Filmmaker Chris Hume heads to Pennsylvania on Day 10 of Red State Road Trip part 2. He talks to truckers who are paying upwards of $1,000 to fill their tanks while oil companies like Exxon reap massive profits. In 2007 the oil company earned a record profit of $40 billion and profits in 2009 are expected to double. As one of the truckers says, "someone’s playing around with the prices."
And arson is on the rise. Homeowners are burning their homes. Hume talks to Joe Toscano, an arson investigator about why the economic perfect storm is about more than just the foreclosure issue. Red State Road Trip is a Shoot and Run Productions. More episodes of this crosscountry opus can be seen online at Red State Road Trip #2.







I fear the Repug plan is too steal everything they can before it’s over and anything they can’t steal they will destroy. Classic scorched earth retreat.
By JayBur on July 14th, 2008 at 8:53 pm
since when is PA a red sttae?
By Beerfart Liberal on July 14th, 2008 at 9:12 pm
PA may not be red like Idaho, but it is deeply red-biased purple. All working-person political advocates must view it as a likely loss to the dumbshits comprising the mindset of the numberless dumbshit neighborhood bars of the small towns and suburbs of PA. Occasionally, said inhabitants wake up to the fact that Wall Street doesn’t represent them, but that can never be assumed to transpire. Yes, I know more than a little about PA.

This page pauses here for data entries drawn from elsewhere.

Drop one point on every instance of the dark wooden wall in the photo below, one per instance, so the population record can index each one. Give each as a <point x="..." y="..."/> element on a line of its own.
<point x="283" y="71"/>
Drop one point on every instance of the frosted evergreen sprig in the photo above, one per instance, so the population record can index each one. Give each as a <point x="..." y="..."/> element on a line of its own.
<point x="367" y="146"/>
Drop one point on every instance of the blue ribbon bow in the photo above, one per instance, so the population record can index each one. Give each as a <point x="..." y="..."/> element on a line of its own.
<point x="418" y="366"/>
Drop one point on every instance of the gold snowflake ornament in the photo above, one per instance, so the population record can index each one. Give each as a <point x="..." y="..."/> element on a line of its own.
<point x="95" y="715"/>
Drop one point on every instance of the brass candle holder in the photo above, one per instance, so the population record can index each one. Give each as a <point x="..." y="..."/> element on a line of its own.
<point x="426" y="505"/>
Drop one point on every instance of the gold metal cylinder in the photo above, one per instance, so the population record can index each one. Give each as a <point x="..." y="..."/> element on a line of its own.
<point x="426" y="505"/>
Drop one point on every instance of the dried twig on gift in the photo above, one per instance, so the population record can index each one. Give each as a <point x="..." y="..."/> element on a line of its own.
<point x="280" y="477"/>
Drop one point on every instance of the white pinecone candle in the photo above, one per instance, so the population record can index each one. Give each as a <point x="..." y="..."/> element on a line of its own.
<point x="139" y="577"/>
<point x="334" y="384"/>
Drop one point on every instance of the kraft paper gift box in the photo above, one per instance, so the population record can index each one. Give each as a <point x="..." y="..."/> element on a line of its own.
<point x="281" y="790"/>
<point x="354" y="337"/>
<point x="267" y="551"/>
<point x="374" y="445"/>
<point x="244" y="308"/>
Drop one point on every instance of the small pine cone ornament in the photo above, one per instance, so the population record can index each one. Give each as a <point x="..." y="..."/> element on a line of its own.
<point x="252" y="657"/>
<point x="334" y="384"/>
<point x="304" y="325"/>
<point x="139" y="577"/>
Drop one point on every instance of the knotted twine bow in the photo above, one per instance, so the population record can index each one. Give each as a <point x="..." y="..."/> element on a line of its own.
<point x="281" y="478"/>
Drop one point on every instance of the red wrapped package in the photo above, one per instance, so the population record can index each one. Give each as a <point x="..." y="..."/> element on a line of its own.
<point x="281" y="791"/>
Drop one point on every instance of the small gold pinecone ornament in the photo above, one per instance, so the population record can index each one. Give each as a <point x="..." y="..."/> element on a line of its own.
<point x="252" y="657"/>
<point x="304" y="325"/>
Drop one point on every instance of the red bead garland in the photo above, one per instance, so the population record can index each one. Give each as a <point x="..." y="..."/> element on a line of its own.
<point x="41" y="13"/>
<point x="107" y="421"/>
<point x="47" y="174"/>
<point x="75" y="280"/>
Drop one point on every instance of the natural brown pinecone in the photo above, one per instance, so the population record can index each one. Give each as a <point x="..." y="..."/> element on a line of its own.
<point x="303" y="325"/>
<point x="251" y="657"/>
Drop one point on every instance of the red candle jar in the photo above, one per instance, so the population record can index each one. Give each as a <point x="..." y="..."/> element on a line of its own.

By gannonguckert on July 15th, 2008 at 12:07 am
As easy as it is to get angry at Big Oil – and I’ll admit it’s awfully easy – the major reason that gas and diesel prices are going through the roof isn’t corporate greed. It’s supply and demand. Demand around the globe is increasing, while oil supplies have been flat since 2005. Couple stagnant supplies with rising demand and prices go up dramatically. This particular phenomena is called Peak Oil. Get used to it. We’re at the very top of the worldwide oil production curve, and global oil supplies are poised to shrink. Which means that gas and diesel prices will continue to go up, and up, and up. So will the costs of food, airline tickets and everything we ship across the country or around the world. The only sane short-term response is conservation.